Sur ce point, Dominique Rousseau n’ignore pas que la France serait plutôt en retard sur ses grands partenaires européens. L’arrêt du 5 mai 2020 du Tribunal constitutionnel fédéral de Karlsruhe, relatif aux décisions de la Banque centrale européenne, a rappelé avec clarté sa jurisprudence : la nature de l’Union européenne n’est pas fédérale ; la souveraineté des peuples qui la composent doit être respectée.
3°-Recourir à un référendum pour légitimer une nouvelle politique d’immigration, par la procédure de l’article 11 de la constitution de la Cinquième République, ce serait violer ladite constitution.
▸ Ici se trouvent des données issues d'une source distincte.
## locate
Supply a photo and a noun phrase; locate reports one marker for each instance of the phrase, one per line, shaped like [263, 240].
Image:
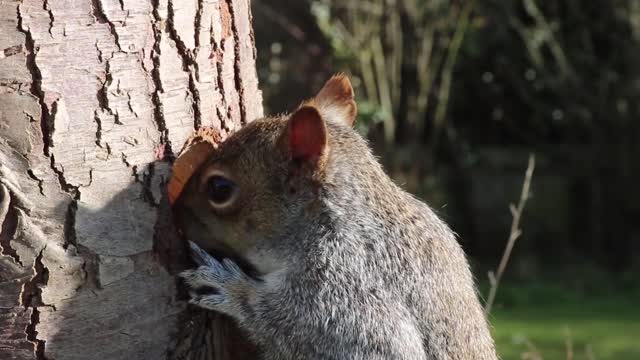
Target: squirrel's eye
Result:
[220, 190]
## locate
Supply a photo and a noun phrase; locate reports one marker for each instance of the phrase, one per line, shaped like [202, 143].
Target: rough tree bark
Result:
[95, 98]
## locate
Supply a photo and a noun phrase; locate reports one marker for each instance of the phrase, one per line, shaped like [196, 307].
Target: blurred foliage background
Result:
[453, 96]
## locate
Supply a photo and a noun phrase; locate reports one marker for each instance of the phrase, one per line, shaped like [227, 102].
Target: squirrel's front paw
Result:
[231, 284]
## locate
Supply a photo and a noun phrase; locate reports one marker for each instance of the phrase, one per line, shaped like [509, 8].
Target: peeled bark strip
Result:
[94, 94]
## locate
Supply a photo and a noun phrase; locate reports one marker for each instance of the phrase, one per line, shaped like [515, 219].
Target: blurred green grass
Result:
[605, 322]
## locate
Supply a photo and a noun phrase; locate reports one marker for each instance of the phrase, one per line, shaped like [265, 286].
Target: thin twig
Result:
[514, 234]
[568, 344]
[447, 71]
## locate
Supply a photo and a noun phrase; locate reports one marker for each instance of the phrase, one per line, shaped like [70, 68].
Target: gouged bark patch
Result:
[115, 86]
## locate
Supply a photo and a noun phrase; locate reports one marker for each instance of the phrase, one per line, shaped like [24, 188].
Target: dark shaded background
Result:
[455, 95]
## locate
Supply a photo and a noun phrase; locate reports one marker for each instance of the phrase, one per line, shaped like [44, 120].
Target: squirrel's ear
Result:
[306, 135]
[336, 100]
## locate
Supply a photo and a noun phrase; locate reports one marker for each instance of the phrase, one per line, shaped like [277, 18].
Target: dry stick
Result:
[568, 344]
[514, 234]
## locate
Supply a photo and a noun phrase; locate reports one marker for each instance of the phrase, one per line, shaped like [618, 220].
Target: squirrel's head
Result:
[257, 183]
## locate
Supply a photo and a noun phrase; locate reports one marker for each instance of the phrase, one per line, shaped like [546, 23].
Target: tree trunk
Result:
[95, 98]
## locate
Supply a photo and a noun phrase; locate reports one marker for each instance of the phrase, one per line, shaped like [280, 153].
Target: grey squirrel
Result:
[343, 263]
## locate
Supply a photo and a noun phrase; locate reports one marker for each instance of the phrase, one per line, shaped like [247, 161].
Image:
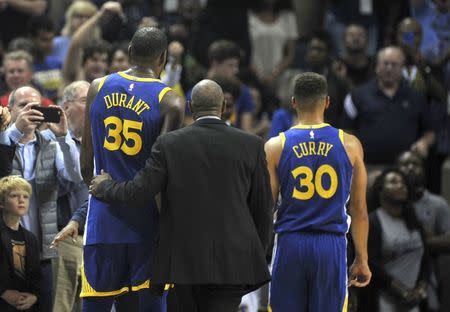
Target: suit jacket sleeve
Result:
[6, 157]
[148, 182]
[260, 198]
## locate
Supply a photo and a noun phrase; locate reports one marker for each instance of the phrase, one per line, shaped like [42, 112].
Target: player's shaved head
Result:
[310, 91]
[148, 43]
[206, 98]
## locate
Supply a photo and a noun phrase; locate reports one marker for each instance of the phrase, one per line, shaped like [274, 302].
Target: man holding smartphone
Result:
[44, 164]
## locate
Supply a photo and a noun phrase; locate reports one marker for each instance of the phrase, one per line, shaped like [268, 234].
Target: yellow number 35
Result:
[113, 142]
[307, 182]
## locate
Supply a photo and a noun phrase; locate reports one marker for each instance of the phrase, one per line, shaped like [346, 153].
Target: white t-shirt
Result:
[269, 39]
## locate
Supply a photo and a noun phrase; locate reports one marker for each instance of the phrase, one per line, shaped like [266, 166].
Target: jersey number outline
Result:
[311, 188]
[117, 129]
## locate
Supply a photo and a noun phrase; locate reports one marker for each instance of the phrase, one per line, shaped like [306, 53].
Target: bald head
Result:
[206, 99]
[20, 97]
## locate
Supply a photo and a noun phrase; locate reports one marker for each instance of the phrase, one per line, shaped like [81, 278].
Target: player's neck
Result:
[141, 71]
[308, 118]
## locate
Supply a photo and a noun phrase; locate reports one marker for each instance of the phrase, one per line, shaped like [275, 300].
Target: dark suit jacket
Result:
[32, 266]
[6, 157]
[216, 215]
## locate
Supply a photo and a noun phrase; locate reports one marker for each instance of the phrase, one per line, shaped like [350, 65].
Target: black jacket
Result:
[32, 266]
[216, 215]
[6, 157]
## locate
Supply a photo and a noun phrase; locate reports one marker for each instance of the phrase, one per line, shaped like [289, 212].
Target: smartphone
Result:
[51, 114]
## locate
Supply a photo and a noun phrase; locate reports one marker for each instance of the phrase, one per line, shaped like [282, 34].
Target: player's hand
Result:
[61, 128]
[360, 274]
[26, 301]
[103, 176]
[11, 296]
[71, 229]
[5, 118]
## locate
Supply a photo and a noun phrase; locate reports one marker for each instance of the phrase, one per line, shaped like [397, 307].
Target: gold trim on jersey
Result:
[282, 139]
[88, 291]
[162, 93]
[345, 306]
[133, 78]
[341, 135]
[322, 125]
[102, 81]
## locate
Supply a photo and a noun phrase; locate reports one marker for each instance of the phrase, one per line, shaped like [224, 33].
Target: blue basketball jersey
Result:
[315, 176]
[125, 122]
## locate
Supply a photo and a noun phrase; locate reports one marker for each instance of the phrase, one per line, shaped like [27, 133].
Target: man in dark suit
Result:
[216, 215]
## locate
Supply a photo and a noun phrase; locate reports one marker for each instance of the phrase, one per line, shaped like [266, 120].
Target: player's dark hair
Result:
[222, 50]
[309, 89]
[148, 43]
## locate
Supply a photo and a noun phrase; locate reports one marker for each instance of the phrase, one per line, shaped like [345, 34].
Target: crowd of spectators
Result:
[388, 69]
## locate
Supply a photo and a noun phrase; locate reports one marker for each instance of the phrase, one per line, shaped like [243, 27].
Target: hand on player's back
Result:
[103, 176]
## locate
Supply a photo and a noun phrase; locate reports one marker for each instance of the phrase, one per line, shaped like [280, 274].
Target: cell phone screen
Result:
[51, 114]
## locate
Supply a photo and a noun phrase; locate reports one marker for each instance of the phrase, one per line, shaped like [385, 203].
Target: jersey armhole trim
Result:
[341, 136]
[163, 92]
[282, 139]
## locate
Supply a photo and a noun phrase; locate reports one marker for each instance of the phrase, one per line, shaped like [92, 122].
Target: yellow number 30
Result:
[115, 131]
[307, 181]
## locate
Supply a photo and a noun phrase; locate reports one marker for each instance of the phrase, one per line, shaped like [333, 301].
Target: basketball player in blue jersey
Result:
[125, 113]
[316, 168]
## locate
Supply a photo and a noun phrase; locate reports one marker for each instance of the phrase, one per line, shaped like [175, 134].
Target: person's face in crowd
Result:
[44, 41]
[394, 189]
[78, 19]
[23, 97]
[442, 6]
[16, 202]
[119, 62]
[75, 110]
[229, 106]
[317, 53]
[355, 39]
[17, 74]
[389, 66]
[95, 66]
[227, 68]
[412, 166]
[409, 34]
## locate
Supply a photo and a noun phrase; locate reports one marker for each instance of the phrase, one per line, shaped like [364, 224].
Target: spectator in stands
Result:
[398, 259]
[273, 33]
[86, 59]
[18, 67]
[76, 15]
[13, 17]
[45, 164]
[418, 72]
[387, 115]
[20, 273]
[358, 63]
[47, 69]
[6, 151]
[318, 60]
[432, 211]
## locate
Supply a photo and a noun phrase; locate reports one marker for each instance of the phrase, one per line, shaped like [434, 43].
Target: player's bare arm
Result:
[273, 149]
[172, 112]
[87, 151]
[360, 274]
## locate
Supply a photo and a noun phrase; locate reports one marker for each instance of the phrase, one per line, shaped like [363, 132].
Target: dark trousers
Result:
[204, 298]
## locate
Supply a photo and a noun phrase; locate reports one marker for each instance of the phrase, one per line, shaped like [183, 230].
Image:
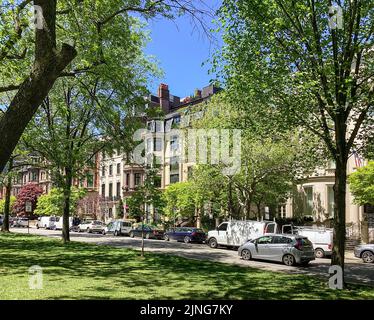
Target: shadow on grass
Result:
[85, 271]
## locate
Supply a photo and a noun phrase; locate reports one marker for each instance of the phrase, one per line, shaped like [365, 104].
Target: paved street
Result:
[356, 270]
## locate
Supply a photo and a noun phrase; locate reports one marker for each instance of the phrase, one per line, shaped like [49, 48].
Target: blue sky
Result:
[180, 51]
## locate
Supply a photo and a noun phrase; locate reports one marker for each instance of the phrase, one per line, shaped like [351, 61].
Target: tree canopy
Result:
[361, 183]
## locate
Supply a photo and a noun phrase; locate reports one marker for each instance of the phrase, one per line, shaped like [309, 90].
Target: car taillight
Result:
[298, 245]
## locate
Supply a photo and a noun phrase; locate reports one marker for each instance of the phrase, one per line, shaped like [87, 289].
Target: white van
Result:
[46, 222]
[59, 222]
[234, 233]
[321, 238]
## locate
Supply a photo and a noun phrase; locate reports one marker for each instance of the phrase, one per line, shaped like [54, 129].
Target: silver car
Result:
[286, 248]
[365, 252]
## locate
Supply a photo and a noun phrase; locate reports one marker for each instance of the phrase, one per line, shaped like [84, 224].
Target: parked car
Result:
[234, 233]
[149, 232]
[20, 223]
[46, 222]
[118, 227]
[185, 234]
[365, 252]
[321, 238]
[289, 249]
[92, 226]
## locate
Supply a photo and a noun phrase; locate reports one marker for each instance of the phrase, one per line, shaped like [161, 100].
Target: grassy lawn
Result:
[85, 271]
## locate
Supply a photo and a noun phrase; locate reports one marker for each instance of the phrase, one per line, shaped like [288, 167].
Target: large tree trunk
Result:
[339, 194]
[339, 214]
[8, 187]
[66, 214]
[47, 67]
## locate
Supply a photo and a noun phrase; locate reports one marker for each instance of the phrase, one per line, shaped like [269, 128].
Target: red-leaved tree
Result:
[29, 192]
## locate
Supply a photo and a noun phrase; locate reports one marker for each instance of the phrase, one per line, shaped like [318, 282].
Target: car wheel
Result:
[367, 257]
[319, 253]
[246, 254]
[213, 243]
[288, 260]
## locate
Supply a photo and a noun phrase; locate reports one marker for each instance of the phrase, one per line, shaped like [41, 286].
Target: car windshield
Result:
[199, 230]
[305, 241]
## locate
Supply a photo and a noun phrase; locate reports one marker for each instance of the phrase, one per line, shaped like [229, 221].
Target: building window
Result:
[118, 190]
[330, 201]
[110, 190]
[174, 143]
[157, 142]
[137, 179]
[331, 164]
[34, 176]
[308, 205]
[174, 165]
[174, 178]
[149, 145]
[159, 126]
[90, 180]
[157, 182]
[189, 172]
[177, 120]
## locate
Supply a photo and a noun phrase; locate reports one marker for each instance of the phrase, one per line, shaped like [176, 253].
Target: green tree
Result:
[147, 196]
[72, 38]
[269, 163]
[53, 202]
[361, 183]
[288, 63]
[12, 201]
[179, 201]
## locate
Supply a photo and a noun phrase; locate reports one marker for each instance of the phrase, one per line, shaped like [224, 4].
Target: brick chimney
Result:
[198, 93]
[164, 95]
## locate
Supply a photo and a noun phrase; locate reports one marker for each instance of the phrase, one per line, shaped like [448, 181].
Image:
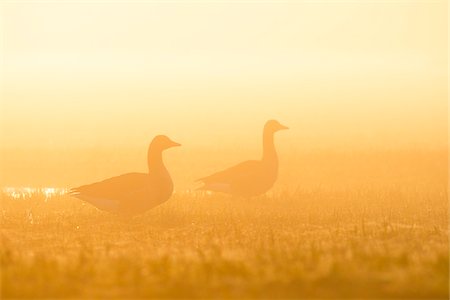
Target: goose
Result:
[133, 193]
[252, 177]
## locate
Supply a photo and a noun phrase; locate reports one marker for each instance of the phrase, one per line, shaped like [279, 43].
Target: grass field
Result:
[355, 241]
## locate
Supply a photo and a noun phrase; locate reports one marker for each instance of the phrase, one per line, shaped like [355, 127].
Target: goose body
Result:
[133, 193]
[252, 177]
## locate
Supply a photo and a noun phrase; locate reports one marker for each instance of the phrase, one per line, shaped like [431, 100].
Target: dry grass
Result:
[322, 242]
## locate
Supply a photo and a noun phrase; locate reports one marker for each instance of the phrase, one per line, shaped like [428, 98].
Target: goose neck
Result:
[269, 152]
[155, 160]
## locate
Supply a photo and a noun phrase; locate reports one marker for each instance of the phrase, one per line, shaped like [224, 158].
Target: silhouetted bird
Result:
[133, 193]
[252, 177]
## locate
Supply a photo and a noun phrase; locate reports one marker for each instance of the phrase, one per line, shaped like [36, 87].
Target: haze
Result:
[87, 86]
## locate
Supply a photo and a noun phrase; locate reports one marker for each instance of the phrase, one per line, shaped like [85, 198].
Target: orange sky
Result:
[341, 75]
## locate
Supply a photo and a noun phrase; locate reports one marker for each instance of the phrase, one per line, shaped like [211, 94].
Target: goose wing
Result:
[113, 188]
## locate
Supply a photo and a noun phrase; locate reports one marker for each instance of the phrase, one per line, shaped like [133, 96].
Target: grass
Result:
[318, 242]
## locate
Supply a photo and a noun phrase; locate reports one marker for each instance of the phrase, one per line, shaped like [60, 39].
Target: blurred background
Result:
[86, 86]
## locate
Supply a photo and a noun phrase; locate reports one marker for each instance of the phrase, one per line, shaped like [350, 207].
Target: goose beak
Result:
[282, 127]
[174, 144]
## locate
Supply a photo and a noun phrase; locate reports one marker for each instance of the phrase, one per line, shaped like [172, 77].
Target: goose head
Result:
[162, 142]
[273, 126]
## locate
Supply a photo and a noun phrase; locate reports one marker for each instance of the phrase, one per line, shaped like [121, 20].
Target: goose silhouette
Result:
[133, 193]
[252, 177]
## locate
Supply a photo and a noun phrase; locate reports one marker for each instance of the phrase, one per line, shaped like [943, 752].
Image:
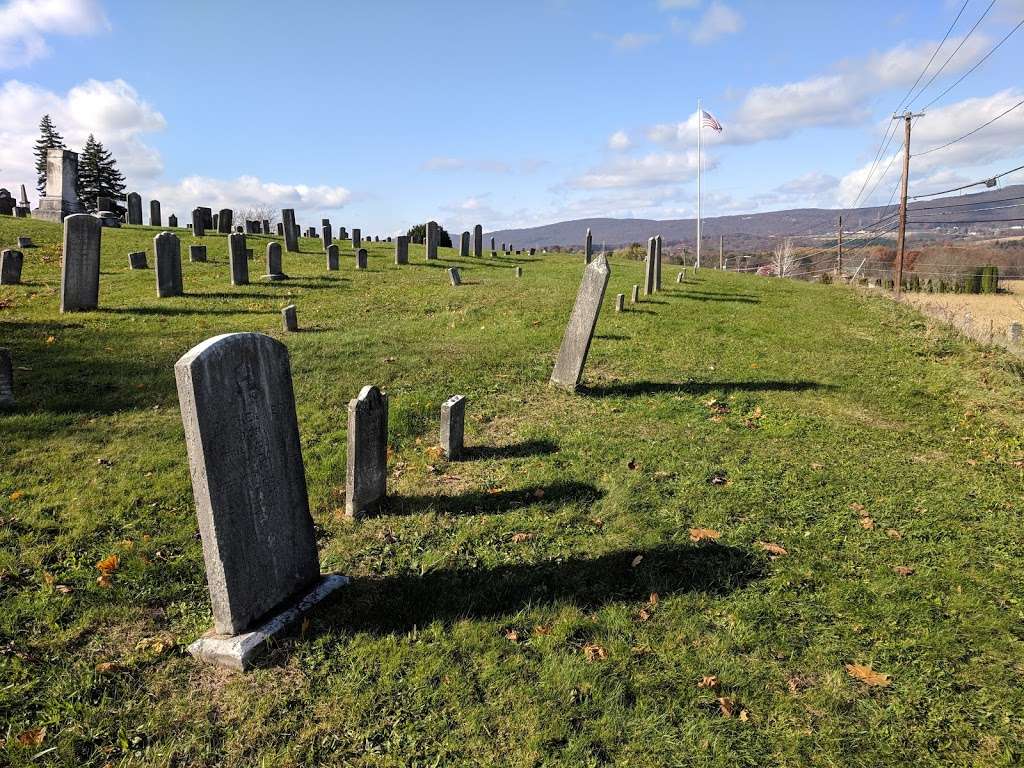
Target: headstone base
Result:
[241, 651]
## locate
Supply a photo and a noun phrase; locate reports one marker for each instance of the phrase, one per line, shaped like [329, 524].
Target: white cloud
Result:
[716, 23]
[620, 140]
[25, 25]
[112, 110]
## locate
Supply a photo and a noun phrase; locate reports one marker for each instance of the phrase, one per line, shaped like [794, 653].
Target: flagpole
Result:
[699, 163]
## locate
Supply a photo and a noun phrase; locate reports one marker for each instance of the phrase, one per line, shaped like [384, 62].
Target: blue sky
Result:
[384, 115]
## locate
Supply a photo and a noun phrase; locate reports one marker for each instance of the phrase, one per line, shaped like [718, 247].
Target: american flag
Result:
[709, 121]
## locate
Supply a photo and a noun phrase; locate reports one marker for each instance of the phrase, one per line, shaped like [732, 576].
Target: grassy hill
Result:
[542, 602]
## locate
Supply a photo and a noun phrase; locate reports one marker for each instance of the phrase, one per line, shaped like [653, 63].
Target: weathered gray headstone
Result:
[80, 263]
[167, 248]
[238, 258]
[401, 250]
[224, 218]
[6, 380]
[648, 272]
[288, 224]
[366, 483]
[453, 426]
[259, 545]
[290, 318]
[11, 262]
[273, 268]
[580, 331]
[134, 202]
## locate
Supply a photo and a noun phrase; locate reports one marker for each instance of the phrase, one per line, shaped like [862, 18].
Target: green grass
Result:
[459, 641]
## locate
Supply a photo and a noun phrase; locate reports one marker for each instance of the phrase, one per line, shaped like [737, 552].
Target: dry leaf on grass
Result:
[704, 535]
[868, 676]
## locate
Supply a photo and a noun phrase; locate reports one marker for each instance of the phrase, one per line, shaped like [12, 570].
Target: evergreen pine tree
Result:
[48, 139]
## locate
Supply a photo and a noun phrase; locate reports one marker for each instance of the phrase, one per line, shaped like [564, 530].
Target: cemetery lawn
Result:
[853, 476]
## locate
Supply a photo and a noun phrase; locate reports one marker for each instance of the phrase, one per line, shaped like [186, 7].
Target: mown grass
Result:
[501, 610]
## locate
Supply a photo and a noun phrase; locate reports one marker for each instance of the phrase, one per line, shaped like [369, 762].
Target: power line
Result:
[971, 133]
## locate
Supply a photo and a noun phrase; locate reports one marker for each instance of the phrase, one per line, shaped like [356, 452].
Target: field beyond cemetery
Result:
[780, 524]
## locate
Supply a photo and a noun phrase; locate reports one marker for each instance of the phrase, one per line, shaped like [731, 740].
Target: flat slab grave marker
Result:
[366, 472]
[167, 248]
[453, 426]
[259, 546]
[580, 331]
[80, 263]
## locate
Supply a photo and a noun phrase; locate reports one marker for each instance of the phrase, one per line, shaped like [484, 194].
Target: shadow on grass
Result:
[486, 503]
[512, 451]
[396, 604]
[636, 388]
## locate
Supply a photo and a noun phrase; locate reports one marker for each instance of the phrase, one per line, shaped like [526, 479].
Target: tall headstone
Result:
[453, 426]
[10, 267]
[648, 272]
[367, 460]
[259, 545]
[273, 269]
[167, 248]
[238, 258]
[134, 202]
[478, 241]
[199, 224]
[430, 240]
[224, 218]
[61, 187]
[291, 237]
[80, 263]
[6, 380]
[580, 331]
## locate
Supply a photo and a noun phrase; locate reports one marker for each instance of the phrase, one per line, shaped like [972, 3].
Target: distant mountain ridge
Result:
[755, 229]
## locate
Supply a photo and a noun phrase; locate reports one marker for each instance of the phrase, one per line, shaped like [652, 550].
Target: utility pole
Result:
[839, 252]
[906, 117]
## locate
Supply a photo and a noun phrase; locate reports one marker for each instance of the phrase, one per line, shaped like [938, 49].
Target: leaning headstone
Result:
[288, 225]
[259, 545]
[290, 318]
[80, 263]
[60, 199]
[401, 250]
[10, 267]
[453, 426]
[273, 270]
[224, 220]
[6, 380]
[167, 248]
[238, 258]
[580, 331]
[366, 483]
[134, 201]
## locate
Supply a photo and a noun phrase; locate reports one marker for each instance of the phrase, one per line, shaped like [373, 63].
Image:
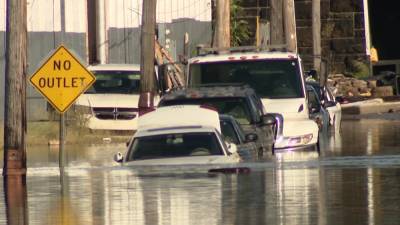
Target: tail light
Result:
[210, 107]
[145, 110]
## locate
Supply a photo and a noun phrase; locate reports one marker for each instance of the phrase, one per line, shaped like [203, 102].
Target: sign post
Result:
[61, 79]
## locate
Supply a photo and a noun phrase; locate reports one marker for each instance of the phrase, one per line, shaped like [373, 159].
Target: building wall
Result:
[51, 23]
[343, 34]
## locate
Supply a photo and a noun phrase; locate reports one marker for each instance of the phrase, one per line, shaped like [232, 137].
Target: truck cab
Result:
[278, 79]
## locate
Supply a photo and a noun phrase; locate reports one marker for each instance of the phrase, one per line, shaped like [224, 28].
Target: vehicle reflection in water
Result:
[298, 187]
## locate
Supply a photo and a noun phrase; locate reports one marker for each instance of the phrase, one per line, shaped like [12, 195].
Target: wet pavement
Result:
[355, 180]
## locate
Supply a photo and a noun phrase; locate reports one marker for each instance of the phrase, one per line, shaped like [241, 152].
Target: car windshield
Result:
[229, 133]
[313, 98]
[115, 82]
[236, 107]
[174, 145]
[269, 78]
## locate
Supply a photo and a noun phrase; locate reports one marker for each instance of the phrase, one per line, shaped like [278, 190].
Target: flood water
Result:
[355, 180]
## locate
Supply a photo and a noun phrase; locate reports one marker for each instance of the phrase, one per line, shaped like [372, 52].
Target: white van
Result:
[277, 78]
[112, 101]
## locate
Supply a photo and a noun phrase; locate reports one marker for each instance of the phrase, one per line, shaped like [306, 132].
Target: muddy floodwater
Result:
[355, 180]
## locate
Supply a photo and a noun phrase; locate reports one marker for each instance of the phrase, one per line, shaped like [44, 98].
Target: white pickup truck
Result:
[278, 79]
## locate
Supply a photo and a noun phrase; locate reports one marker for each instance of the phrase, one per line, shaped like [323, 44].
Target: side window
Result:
[260, 106]
[255, 110]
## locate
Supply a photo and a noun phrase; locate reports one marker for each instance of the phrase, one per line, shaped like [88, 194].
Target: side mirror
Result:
[118, 157]
[329, 104]
[232, 148]
[268, 120]
[313, 108]
[312, 73]
[251, 137]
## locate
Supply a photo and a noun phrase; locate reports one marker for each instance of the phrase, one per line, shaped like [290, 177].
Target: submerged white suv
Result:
[112, 101]
[277, 78]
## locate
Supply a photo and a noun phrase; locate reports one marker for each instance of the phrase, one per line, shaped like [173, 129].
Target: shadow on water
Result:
[15, 199]
[353, 181]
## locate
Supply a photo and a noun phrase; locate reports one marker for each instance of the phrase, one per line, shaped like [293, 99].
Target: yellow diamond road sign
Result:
[62, 79]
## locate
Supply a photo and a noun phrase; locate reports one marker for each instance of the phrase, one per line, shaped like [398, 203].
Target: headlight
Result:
[82, 109]
[300, 140]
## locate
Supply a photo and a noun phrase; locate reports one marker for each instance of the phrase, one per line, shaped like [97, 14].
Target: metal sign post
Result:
[61, 79]
[61, 143]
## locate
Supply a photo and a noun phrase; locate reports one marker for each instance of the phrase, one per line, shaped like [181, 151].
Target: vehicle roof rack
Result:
[205, 50]
[220, 85]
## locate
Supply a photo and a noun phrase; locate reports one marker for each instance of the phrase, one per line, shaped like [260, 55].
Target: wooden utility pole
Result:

Dominique Rousseau préfère la procédure de révision constitutionnelle de l’article 89 : le référendum ne pourrait intervenir qu’après un vote du texte à soumettre au consentement des citoyens, en termes identiques, par l’Assemblée nationale et le Sénat –un vote des deux assemblées que le chef d’Etat nouvellement élu aurait peu de chances d’obtenir s’il est issu de l’opposition. L’autre procédure, celle de l’article 11, qui évite l’acquiescement préalable des deux chambres, pourtant utilisée en 1962 par le général de Gaulle afin de faire adopter par référendum l’élection du président au suffrage universel, serait inconstitutionnelle. La révision la plus importante dans l’histoire de la Cinquième République, l’élection du président au suffrage universel, serait donc inconstitutionnelle jusqu’à la fin des temps. Tout à sa passion d’empêcher la voie référendaire sur le sujet le plus sensible de l’heure, notre collègue ne veut pas considérer qu’une véritable coutume constitutionnelle s’est créée en 1962. Et que les citoyens aspirent à être non pas moins mais plus souvent consultés, sur le « modèle suisse », par des référendums d’initiative civiques. Il y a un siècle, le grand constitutionnaliste Maurice Hauriou avançait que « viendrait l’heure du gouvernement direct en France » et ; en 1964, René Capitant, le meilleur exégète de la constitution gaullienne, entrevoyait la même évolution.